Einmal im Quartal herrscht Ausnahmezustand. Dann knistert es in den Büros des australischen Software-Unternehmens Atlassian nur so vor neuen Ideen.
Für Atlassian ist das vierteljährliche Ideenlabor eine Art Überlebensstrategie. Das kleine Software-Unternehmen kämpft um die gleichen Kunden wie der Branchenriese Microsoft. Die beiden Gründer Scott Farquhar und Mike Cannon-Brookes fragten sich deswegen: Was müssen wir tun, damit unsere Software-Entwickler über ihr aktuelles Projekt hinaus denken? Woher kommen die Neuerungen, mit denen wir morgen den Markt revolutionieren?
Sie schielten – ein wenig neidisch – auf Googles 70-20-10-Regel. 70 Prozent der Arbeitszeit gehen auf das Konto der regulären Tätigkeit, 20 Prozent dürfen die Entwickler mit dem Tüfteln an Ideen zubringen, die das Kerngeschäft deutlich erweitern. Und die restlichen 10 Prozent sind für ausgefallene Ideen reserviert.
24 Stunden tüfteln
Genial! Allerdings: Für ein mittelständisches Unternehmen wie Atlassian wäre das eine verdammt hohe Investition. Also fingen sie kleiner an: Mit einem einzigen Pilot-Tag. Die Ergebnisse, die 24 Stunden später bei Pizza und Bier präsentiert wurden, waren so gut, dass daraus inzwischen ein fester Bestandteil der Firmenkultur geworden ist.
Das Erfolgsrezept braucht zwei Ingredienzen: Freiraum und einige Grundregeln.

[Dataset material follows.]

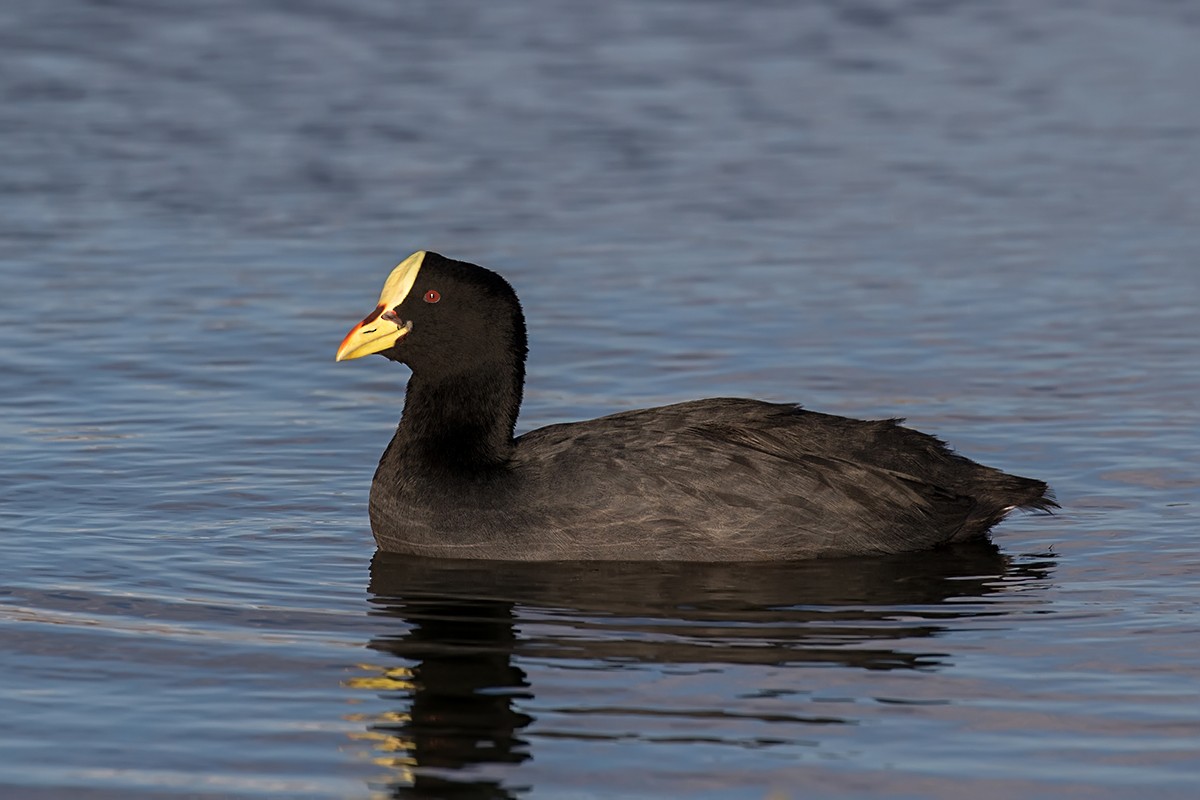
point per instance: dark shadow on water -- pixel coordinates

Die Entwickler legen an vier Donnerstagen im Jahr für 24 Stunden ihre eigentliche Arbeit beiseite, um zu tüfteln. Allein oder in Gruppen arbeiten sie dann an den Ideen und Problemlösungen, die sie selbst für die besten halten. Einzige Bedingung: Die Idee muss neu sein und außerhalb des Tagesgeschäfts liegen. Und: So wie FedEx die Pakete über Nacht zustellt, müssen auch die Mitarbeiter bis zum nächsten Tag abliefern: Freitags um 16:00 Uhr ist FedEx-Day! Keine grobe Idee, keine vagen Pläne, sondern kleine Prototypen, die dann den Kollegen vorgestellt werden. Die besten Ideen werden gleich im Anschluss ausgewählt.
Mittlerweile posten die Mitarbeiter ihre Tüfteltag-Ideen sogar vorab in eine Online-Datenbank, holen sich Feedback ein und fangen an, auch außerhalb der FedEx-Tage zu kooperieren. Zu den so entwickelten Prototypen zählen Problemlösungen für bestehende Software, aber auch völlig neue Anwendungen, die direkt in den Verkauf gingen. „Einige der coolsten Dinge, die wir heute in unserer Software haben, sind in den FedEx-Tagen entstanden“, sagen die Ingenieure.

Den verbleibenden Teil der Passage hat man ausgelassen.